Chilean Transition To Democracy - Aylwin Administration

Aylwin Administration

Representing the Concertación coalition which supported the return to democracy, gathering the Christian Democrat Party (PDC), the Socialist Party (PS), the Party for Democracy (PPD) and the Social Democrat Radical Party (PRSD), Christian Democrat Patricio Aylwin won a sweeping victory in the first democratic elections, in December 1989, since the 1970 election won by Salvador Allende.

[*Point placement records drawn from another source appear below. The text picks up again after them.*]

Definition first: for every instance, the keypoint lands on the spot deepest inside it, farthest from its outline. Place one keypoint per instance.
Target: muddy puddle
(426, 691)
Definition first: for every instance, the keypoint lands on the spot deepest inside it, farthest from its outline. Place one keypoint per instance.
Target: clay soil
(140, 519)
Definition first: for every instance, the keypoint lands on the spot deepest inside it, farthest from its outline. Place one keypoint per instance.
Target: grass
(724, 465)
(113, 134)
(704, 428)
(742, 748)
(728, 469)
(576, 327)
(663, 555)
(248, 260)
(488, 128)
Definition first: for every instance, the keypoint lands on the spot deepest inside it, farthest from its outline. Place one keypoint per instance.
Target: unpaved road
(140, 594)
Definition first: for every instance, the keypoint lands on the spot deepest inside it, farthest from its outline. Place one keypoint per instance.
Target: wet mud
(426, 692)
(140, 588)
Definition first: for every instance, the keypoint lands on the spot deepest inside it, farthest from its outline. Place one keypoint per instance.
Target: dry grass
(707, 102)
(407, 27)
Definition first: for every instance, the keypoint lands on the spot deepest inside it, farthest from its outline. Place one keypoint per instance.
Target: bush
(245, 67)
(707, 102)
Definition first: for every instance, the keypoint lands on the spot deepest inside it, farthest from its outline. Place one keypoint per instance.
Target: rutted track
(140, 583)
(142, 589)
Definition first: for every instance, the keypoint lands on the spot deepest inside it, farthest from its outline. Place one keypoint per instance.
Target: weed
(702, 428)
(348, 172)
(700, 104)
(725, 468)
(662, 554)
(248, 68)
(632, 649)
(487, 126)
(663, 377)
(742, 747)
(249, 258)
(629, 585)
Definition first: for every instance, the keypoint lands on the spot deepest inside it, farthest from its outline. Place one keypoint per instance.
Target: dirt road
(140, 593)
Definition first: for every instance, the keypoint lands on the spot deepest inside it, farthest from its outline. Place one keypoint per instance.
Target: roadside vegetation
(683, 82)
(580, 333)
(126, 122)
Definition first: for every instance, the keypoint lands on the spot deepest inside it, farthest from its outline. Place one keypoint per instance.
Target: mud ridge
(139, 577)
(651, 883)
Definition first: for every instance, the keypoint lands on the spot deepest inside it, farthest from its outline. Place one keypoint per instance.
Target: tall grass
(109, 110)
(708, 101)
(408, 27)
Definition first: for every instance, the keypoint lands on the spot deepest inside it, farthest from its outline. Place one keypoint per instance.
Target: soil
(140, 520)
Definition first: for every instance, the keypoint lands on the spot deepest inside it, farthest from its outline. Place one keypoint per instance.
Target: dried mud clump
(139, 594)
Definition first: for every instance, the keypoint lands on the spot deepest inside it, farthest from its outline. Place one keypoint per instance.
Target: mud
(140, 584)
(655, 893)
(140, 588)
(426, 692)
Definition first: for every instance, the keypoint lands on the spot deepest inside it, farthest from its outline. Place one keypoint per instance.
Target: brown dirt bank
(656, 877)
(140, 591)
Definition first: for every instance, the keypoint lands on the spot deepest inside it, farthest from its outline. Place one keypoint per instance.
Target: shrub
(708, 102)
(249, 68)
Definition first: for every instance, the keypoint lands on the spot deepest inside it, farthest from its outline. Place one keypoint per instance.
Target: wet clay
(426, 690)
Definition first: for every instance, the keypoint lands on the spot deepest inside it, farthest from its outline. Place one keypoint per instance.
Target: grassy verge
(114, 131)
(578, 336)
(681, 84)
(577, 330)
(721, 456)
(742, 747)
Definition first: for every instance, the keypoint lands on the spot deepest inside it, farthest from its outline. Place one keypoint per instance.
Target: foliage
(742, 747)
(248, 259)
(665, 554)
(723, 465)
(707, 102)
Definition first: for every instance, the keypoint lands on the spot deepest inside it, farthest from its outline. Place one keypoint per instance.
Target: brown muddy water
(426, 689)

Patricio Aylwin had gathered around him 3,850,023 votes (55.17%), while the center-right supermarket tycoon Francisco Javier Errázuriz Talavera, who represented the UCCP party, managed to take 15.05% of the vote, which had as main effects to lower right-wing candidate Hernán Büchi's score to 29.40% (approximately 2 millions votes, almost half than Patricio Aylwin).

The Concertación coalition would dominate Chilean politics for the next two decades, with its most recent victory being the 2006 election of Socialist candidate Michelle Bachelet. It established in February 1991 the National Commission for Truth and Reconciliation, which released in February 1991 the Rettig Report on human rights violations during Augusto Pinochet's dictatorship. This report, contested by human rights NGOs and associations of political prisoners, counted 2,279 cases of "disappearances" which could be proved and registered. Of course, the very nature of "disappearances" made such investigations very difficult, while many victims were still intimidated by the authorities, and did not dare go to the local police center register themselves on lists, since the police officers were the same than during the dictatorship.

The same problem arose, several years later, for the Valech Report, released in 2004 and which counted almost 30,000 victims of torture, among testimonies from 35,000 persons. However, the Rettig Report did list important detention and torture centers, such as the Esmeralda ship, the Víctor Jara Stadium, Villa Grimaldi, etc. The registering of victims of the dictatorship, and then, in the 2000s, trials of military personnel guilty of human rights violations, would dominate the struggle for the recognition of crimes committed during the dictatorship by human rights NGOs and associations of political prisoners, whom many resided in exile.

Beside implementing the Rettig Commission, Aylwin's government established a Comisión Especial de Pueblos indígenas (Special Commission of Indigenous People), whose report provided the intellectual framework of the "Indigenous Law" (ley indígena) or law n° 19 253, promulgated on September 28, 1993, which recognized in particular the Mapuche people as inherent part of the Chilean nation. Other indigenous people officially recognized included Aymaras, Atacameñas, Collas, Quechuas, Rapa-Nui, Yámanas and Kawashkars. Despite this state proclamation of indigenous rights, conflicts brought by land-occupations and Mapuche's claims led to state repression and the use of the anti-terrorist law against Mapuche activists, a law voted by the military junta.